Greetings from Las Vegas! Today, I had the privilege and pleasure to grace the Black Hat stage and talk all about vulnerability scoring systems like CVSS, EPSS, SSVC, and other systems for determining software vulnerability “threatiness.”
While there is a lot to dissect within the whole talk and paper, I wanted to take a minute to zoom into one of the findings about scoring systems that I think is super interesting — so interesting, in fact, that we’re launching a fun little widget today so you can play along at home: EPSS Pulse.
During the course of my research, I noticed something interesting about EPSS: while there are loads of high-scoring vulnerabilities, what may be more interesting and relevant are those CVE-identified vulnerabilities that have seen recent, dramatic shifts in their EPSS scores.

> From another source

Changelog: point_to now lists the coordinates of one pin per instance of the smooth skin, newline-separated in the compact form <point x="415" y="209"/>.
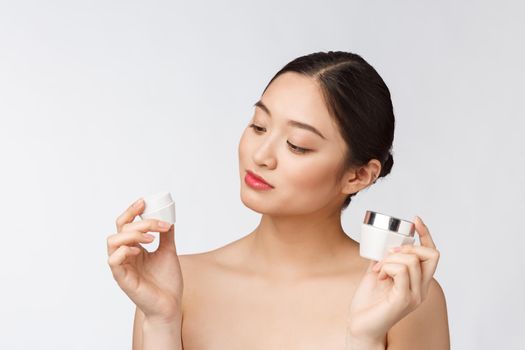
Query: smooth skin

Take for example, CVE-2015-3306 for ProFTP. It’s a ten year old vulnerability that’s been hovering around a 94% score since I started looking. That’s a pretty high score…critical even! But, it’s stable, and almost certainly already remediated by everyone who cares about the security of their ProFTP install. So, in the end, kind of boring.
Compare this to CVE-2025-54309 for CrushFTP. Pretty recent, and when it was published, it had an extremely low EPSS score of less than 0.1%. Totally ignorable! But then, on July 23, it leapt up to 74.4%. That seems like something worth paying attention to, and a reason to kick off a quick OSINT investigation to see if we can find out why this vulnerability is suddenly hot.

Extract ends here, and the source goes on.